Members of Occupy D.C. plan on clearing out McPherson Square and throwing an official goodbye ceremony this weekend, organizers said Tuesday.
Protester Rooj Alwazir said the group met Sunday and decided to leave the square — where it had a skeletal presence for the past three months — for good this week. The group’s library tent was taken down, and the books were moved to the group’s new office space nearby, she said.
“It’s sad, but it’s a good move for us, so we can move on to other projects out in the community,” Alwazir said. In recent weeks, the remaining Occupiers have turned their attention to Occupy Our Homes, an affiliated movement to help defend homeowners facing eviction.
It was a quiet coda to one of the longest-running occupation sites in the country, which began noisily in October 2011 when protesters affiliated with the Occupy Wall Street movement took over the federally owned park in Northwest Washington.
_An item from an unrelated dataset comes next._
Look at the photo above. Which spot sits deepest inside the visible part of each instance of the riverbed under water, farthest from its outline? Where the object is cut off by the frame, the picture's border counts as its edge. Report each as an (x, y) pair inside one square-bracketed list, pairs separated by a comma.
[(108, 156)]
Dozens of protesters practically lived in the square for four months — prompting an outcry from neighbors and a congressional hearing — until a high-profile raid by U.S. Park Police cleared the encampment in early February.
The National Park Service allowed the protesters to maintain symbolic “vigil tents” in the square, so a small group remained until this week. Park Service workers had already cordoned off large swaths of the park this spring to renovate and reseed where the protesters had damaged $8,000 worth of sod installed in a $400,000 upgrade of the park completed with federal stimulus money in 2010.